I had developed an amazing online relationship with a wonderful girl on JDate. We lived far from each other, though, so I knew that the relationship’s growth was futile. Still, we had a great time talking to each other. We shared relatively intimate things with each other online and soon decided to swap phone numbers. Now, things got real. I was texting and talking to a real person as opposed to another username on JDate. It was pretty exciting. I often told her tidbits of information that I would have never shared with her in an online conversation. She now not only knew basic information about me but she knew my social security number, the pin number to my debit card, my email password, and my greatest fear. Okay, she knew none of that, but she did know other information that couldn’t lead to identity fraud.
One day, I decided to take it a step further. I asked what she was doing via text message. She said she was studying for a test. I thought that was odd because I knew she wasn’t in school. I went with it, though. “Oh, okay,” I said. “Anything I can do to help?” “Who is this?” she asked. “It’s me, Jeremy.” “Jeremy, you know this is Meaghan, right?” “Of course I know that.” “This is Meaghan, your cousin.” Whoa, we were cousins? Why didn’t she tell me this pertinent information earlier in our phone relationship? Also, interestingly enough, I remembered that I actually had a cousin named Meaghan. Oh no.

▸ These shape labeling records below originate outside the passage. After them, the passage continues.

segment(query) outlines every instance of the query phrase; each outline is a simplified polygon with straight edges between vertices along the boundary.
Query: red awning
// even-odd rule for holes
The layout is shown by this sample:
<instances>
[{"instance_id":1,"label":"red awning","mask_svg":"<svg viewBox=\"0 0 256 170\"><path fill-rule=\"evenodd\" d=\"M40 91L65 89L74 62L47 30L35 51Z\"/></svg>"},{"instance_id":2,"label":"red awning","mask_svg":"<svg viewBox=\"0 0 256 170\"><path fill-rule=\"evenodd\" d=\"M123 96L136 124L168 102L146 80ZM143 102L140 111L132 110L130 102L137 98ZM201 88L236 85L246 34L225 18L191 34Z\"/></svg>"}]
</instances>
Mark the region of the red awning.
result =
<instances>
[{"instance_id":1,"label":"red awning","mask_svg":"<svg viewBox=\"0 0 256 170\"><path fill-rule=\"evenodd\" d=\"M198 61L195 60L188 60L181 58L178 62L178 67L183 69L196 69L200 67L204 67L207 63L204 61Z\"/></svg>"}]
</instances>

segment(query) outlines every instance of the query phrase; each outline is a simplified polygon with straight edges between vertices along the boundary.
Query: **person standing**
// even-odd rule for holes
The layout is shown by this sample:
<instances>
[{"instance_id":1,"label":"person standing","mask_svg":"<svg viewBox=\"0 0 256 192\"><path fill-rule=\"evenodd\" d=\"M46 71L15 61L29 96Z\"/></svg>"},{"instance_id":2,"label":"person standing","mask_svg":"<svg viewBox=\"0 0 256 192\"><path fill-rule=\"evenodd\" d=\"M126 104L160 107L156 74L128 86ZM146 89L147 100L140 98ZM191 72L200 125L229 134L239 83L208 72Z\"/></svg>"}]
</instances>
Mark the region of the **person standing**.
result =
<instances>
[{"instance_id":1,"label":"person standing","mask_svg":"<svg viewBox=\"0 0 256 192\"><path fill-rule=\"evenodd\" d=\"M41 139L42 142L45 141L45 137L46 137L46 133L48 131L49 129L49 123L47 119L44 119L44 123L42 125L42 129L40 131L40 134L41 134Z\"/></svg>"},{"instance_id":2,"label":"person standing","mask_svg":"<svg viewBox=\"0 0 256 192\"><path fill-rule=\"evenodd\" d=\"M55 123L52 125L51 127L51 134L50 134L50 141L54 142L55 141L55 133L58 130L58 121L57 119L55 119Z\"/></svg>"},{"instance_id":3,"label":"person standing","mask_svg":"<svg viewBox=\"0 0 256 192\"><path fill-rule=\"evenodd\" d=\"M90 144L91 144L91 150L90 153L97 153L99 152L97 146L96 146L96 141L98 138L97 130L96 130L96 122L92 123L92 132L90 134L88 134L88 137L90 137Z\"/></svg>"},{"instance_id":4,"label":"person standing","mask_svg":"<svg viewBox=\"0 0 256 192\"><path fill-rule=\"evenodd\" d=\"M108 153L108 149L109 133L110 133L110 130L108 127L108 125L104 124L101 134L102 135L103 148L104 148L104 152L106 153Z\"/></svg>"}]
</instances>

Though I changed her name in this post to save myself from further humiliation, I believe that cell phones, especially ones that look and feel very technologically advanced, should include an important feature. This feature should allow users to be unable to save two different phone numbers under the same name. Though my story is sort of a worst-case scenario, this feature would be exceptionally helpful in preventing confusion about a person you are interested in dating and a person whose mother is your mother’s sister.